Monday, September 30, 2013

Term Limts and Balance the Budget!

Weekly Opinion Editorial

by Steve Fair

     The federal government of the United States operates on an annual budget that runs from October 1st to September 30th.  Each year, Congress (both chambers) authorize/budget each department or government agency to spend a specific amount of money and then the President signs the budget. 

     The Budget Act of 1921 requires the President submit his ‘Budget Proposal’ to Congress by the first Monday in February.  President Obama has only met that deadline once – in 2010.  This year he was sixty five (65) days late. 

     With much and often heated debate, both chambers of Congress hack away at the president’s Budget Proposal to come up with its own version, known as the Budget Resolution. Like any other piece of legislation, the House and Senate versions of the Budget Resolution have to match.  Roughly one-third of the spending in the federal budget is “discretionary” spending, meaning it is optional. Just for your information, spending for Social Security and Medicare is referred to as “mandatory” spending. 

     In recent history Congress has not been able to agree on a budget by September 30th so they have been forced to pass a ‘continuing resolution’ to fund government until the budget is hammered out.  A ‘continuing resolution’ simply means that government will run as usual until the budget is completed. 

     No doubt you have read or heard about the 2014 budget and the funding/defunding of the Affordable Care Act- aka Obama Care.  House Republicans want to delay funding the controversial program and keep the existing government running.  Senate Democrats has taken the stance they will not compromise.  The Ds have said either pass the bloated, wasteful budget with Obama Care intact or they will shut the government down.  Three observations:

     First, the 2014 budget has a huge amount of wasteful spending in it and it is not limited to just the ACA.  The problem is government spending as a whole.  Lawmakers should be trying to identify waste in ALL the budget and eliminate it.  That is a more permanent solution than passing CRs.  In fact, the CR agreement the US House has proposed violates the Budget Control Act and funds the federal government at a higher rate than last year. 

     Second, registered Democrats and Independents should be as concerned about the government spending problem as Republicans.  Our current federal government spending trajectory is not sustainable.  America is broke.  When the economy collapses because America can’t pay her bills, it will impact everyone regardless of political affiliation.   

     Finally, what’s the harm in delaying implementation of the Affordable Care Act for a year?  It’s clear that a majority of Americans do not approve of the takeover of healthcare by the federal government and oppose it.  The most frequently asked question on the website for the ACA is; “How can I be exempted from the ACA?”   A majority of the states have refused to set up health care exchanges, so that proves the ACA is a not a popular program.  By delaying it allows government to work out some of the kinks in the law.   

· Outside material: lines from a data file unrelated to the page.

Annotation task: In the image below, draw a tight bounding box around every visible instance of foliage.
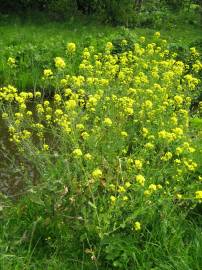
[0,32,202,269]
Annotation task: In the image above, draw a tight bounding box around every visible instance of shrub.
[0,32,202,269]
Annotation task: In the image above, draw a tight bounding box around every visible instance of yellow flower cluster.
[0,32,202,235]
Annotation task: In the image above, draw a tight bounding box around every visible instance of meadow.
[0,15,202,270]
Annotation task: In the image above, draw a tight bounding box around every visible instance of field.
[0,13,202,270]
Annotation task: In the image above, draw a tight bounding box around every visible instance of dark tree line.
[0,0,202,23]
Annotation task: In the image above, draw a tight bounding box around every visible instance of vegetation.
[0,0,202,270]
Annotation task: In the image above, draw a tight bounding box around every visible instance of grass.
[0,13,202,89]
[0,13,202,270]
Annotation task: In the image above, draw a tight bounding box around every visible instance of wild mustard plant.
[0,38,202,268]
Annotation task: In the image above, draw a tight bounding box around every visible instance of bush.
[0,32,202,269]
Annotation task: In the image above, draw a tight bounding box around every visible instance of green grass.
[0,13,202,89]
[0,13,202,270]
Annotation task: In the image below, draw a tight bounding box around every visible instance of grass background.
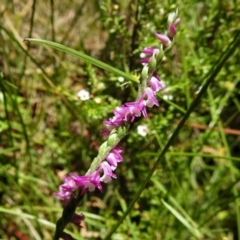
[0,0,240,240]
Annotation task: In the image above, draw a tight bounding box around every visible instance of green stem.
[105,31,240,240]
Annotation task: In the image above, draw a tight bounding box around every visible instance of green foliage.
[0,0,240,239]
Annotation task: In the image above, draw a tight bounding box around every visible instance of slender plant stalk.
[105,31,240,240]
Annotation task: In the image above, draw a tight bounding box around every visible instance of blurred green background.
[0,0,240,240]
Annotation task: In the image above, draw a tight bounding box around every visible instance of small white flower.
[118,77,124,82]
[137,125,149,137]
[77,89,90,101]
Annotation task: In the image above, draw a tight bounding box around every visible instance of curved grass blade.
[24,38,138,83]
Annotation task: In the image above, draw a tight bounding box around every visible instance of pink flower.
[168,18,181,38]
[155,33,172,47]
[149,72,164,93]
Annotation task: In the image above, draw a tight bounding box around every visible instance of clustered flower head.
[55,8,180,234]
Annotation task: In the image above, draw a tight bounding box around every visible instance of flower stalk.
[54,8,180,239]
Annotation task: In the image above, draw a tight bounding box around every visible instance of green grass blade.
[161,199,202,238]
[25,38,138,82]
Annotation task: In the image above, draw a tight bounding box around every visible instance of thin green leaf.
[24,38,138,83]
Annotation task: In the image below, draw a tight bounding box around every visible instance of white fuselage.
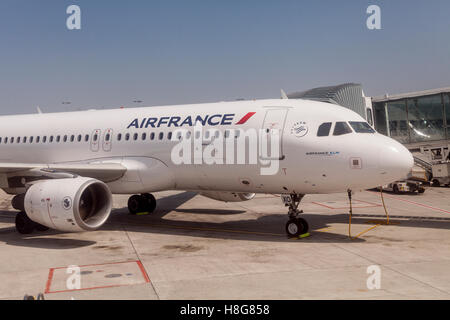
[0,100,413,194]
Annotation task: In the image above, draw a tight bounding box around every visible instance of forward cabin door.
[103,129,113,152]
[91,129,102,152]
[261,107,289,160]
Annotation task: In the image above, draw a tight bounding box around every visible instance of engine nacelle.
[25,177,112,232]
[200,191,255,202]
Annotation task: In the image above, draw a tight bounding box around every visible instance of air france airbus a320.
[0,99,413,236]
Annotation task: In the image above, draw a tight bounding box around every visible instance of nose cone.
[379,138,414,183]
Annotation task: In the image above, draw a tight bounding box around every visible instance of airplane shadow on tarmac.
[0,192,450,250]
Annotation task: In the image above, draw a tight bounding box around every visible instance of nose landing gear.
[281,194,309,238]
[128,193,156,215]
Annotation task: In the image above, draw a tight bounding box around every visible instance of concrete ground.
[0,188,450,299]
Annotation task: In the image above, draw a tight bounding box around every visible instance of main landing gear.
[128,193,156,214]
[281,194,309,238]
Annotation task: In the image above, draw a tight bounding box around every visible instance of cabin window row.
[0,134,92,144]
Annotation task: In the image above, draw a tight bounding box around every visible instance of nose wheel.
[281,194,309,238]
[128,193,156,215]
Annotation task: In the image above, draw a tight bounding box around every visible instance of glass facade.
[373,93,450,143]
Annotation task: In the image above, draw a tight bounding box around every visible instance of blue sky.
[0,0,450,114]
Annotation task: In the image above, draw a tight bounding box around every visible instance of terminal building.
[372,88,450,151]
[288,83,450,185]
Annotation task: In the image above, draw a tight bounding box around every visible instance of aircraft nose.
[379,138,414,183]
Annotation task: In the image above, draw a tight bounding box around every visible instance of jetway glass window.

     What is the long term solution to our budget woes?  Two amendments to the U.S. Constitution would help.  The first is a ‘balanced budget’ amendment.  Congress and the President must be forced to spend no more revenue that what is collected.  No family can spend more than they make and prosper long-term.  The federal government violates that simple common sense principle each and every year.  All U.S. States except Vermont have a balanced budget amendment.  If it’s good enough for the states, it’s good enough for the feds.  We can't expect our elected officials to show discipline in spending our money.  They have proven time and time again they don't understand simple economics.
     The second amendment is for term limits (12 years) for members of Congress (unless they are serving prison terms).  Our founding fathers never meant for elected officials to be career politicians, but the political ‘industry’ (lobbyists/consultants/policy hacks/big donors/elected officials) has become one of the most corrupt and incestuous businesses in the country.  Incumbents win over 95% of the time, so it's hard to get 'new blood' elected.  It's time to send the career politicians home to get a real job and to live in the real world.